The paper tackles the problem of synthesizing intelligible speech from silent lip movement videos by proposing a novel Lip-to-Speech synthesis framework that uses quantized self-supervised speech units as an additional prediction target alongside mel-spectrograms, resulting in improved performance as confirmed by extensive experiments.
In this paper, we propose a novel Lip-to-Speech synthesis (L2S) framework, for synthesizing intelligible speech from a silent lip movement video. Specifically, to complement the insufficient supervisory signal of the previous L2S model, we propose to use quantized self-supervised speech representations, named speech units, as an additional prediction target for the L2S model. Therefore, the proposed L2S model is trained to generate multiple targets, mel-spectrogram and speech units.
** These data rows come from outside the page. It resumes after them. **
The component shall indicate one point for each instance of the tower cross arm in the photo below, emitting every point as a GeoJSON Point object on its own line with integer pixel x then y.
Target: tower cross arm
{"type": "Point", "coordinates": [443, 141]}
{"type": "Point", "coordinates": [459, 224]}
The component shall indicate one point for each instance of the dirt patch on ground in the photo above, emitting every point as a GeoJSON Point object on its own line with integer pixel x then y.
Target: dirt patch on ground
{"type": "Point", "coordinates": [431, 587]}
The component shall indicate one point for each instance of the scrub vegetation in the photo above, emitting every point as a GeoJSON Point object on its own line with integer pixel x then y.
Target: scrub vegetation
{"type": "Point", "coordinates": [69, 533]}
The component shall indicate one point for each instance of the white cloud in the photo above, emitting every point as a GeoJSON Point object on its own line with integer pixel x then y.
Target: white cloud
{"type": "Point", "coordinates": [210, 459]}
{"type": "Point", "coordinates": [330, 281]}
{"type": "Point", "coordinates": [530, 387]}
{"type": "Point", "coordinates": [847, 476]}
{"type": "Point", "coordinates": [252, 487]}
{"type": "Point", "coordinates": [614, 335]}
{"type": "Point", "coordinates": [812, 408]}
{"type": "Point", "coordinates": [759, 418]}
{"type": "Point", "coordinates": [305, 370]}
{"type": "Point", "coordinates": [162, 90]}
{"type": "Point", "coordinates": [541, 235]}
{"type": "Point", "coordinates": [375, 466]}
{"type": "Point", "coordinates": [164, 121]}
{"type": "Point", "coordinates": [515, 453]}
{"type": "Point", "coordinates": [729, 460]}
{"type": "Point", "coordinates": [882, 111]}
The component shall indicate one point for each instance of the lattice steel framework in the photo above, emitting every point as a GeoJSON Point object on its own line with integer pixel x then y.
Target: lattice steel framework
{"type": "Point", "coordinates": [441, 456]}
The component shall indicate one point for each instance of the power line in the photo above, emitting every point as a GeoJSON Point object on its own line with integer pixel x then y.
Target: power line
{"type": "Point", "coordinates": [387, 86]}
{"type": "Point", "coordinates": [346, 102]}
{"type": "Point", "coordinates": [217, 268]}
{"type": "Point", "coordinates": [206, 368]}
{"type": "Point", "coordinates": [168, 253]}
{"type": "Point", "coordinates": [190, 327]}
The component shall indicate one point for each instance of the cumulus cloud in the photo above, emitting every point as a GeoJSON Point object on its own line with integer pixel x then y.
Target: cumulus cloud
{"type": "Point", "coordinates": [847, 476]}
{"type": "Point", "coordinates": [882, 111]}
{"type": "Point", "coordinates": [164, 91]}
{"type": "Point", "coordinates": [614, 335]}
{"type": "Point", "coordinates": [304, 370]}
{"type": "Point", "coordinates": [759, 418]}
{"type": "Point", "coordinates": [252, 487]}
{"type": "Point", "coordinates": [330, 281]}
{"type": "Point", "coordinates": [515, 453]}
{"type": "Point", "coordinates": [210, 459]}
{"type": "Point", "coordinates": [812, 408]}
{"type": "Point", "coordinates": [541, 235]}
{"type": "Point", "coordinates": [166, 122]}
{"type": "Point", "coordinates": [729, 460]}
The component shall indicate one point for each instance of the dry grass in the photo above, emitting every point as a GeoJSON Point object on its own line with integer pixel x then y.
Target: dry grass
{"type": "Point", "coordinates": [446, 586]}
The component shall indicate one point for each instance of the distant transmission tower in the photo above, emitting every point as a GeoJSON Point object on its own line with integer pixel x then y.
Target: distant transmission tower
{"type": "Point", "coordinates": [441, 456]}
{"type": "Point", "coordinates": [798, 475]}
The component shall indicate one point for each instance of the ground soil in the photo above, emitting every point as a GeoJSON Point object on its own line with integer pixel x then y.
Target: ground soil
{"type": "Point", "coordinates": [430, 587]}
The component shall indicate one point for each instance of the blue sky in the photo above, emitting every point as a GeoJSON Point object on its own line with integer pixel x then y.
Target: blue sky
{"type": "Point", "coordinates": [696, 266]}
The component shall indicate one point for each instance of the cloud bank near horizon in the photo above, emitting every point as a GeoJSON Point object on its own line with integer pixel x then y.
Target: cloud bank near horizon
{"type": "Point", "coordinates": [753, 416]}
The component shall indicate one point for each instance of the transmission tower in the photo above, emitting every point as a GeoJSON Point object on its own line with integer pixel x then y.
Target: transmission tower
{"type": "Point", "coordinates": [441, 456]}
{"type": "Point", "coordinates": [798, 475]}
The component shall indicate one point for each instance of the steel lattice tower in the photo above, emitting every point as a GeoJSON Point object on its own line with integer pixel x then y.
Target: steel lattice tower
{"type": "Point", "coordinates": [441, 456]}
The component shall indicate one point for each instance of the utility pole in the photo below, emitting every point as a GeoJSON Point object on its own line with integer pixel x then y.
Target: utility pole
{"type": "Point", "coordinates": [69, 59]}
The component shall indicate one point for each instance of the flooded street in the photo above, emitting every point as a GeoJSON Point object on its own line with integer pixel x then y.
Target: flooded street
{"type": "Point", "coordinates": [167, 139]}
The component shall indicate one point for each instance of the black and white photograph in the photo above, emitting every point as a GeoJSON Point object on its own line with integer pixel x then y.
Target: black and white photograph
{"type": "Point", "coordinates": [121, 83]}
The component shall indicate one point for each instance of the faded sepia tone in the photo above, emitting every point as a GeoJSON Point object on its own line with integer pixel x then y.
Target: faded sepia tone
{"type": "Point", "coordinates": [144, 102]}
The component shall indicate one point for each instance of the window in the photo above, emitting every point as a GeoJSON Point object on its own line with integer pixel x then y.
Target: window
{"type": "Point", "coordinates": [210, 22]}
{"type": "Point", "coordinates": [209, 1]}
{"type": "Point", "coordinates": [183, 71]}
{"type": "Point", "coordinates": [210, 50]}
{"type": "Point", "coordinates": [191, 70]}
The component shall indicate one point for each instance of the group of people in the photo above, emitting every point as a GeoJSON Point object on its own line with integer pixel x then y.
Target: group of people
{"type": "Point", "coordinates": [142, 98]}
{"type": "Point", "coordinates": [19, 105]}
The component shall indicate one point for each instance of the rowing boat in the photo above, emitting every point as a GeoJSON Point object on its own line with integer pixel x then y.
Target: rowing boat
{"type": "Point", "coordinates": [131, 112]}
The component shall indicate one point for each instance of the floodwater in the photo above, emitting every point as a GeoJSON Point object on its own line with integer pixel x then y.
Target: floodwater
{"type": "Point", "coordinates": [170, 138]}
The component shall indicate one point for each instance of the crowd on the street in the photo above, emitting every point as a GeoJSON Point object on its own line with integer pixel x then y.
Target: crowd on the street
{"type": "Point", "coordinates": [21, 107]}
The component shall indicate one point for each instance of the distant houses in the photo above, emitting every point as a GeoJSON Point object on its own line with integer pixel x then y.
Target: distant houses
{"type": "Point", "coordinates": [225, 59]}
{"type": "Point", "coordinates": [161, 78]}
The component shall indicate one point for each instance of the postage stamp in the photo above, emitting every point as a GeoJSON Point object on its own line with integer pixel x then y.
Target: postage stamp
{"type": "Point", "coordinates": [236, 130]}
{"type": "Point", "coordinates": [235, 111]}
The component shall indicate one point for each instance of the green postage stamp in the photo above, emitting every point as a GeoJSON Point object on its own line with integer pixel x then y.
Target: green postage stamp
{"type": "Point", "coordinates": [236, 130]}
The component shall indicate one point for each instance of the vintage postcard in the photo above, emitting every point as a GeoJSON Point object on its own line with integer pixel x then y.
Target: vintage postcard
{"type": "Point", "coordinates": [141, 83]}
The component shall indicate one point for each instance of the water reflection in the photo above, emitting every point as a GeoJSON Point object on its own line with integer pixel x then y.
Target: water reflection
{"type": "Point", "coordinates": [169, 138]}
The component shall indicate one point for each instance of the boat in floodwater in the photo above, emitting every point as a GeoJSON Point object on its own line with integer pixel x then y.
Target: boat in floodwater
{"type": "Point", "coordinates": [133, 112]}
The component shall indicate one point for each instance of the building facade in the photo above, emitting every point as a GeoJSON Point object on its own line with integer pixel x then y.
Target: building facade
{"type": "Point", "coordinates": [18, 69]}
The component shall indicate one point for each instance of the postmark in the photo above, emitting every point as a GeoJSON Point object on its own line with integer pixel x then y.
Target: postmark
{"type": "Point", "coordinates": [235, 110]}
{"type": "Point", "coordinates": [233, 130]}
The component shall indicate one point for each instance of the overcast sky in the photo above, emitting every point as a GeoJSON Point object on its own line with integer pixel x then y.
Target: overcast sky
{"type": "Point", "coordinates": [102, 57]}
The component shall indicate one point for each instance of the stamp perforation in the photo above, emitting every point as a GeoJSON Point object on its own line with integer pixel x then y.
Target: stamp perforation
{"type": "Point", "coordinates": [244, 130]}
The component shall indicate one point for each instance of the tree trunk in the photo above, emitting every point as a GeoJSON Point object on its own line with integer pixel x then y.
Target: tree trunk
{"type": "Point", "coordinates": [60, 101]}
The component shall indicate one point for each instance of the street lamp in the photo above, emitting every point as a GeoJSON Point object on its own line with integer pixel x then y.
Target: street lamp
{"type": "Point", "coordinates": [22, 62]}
As the speech units are discrete while mel-spectrogram is continuous, the proposed multi-target L2S model can be trained with strong content supervision, without using text-labeled data. Moreover, to accurately convert the synthesized mel-spectrogram into a waveform, we introduce a multi-input vocoder that can generate a clear waveform even from blurry and noisy mel-spectrogram by referring to the speech units. Extensive experimental results confirm the effectiveness of the proposed method in L2S.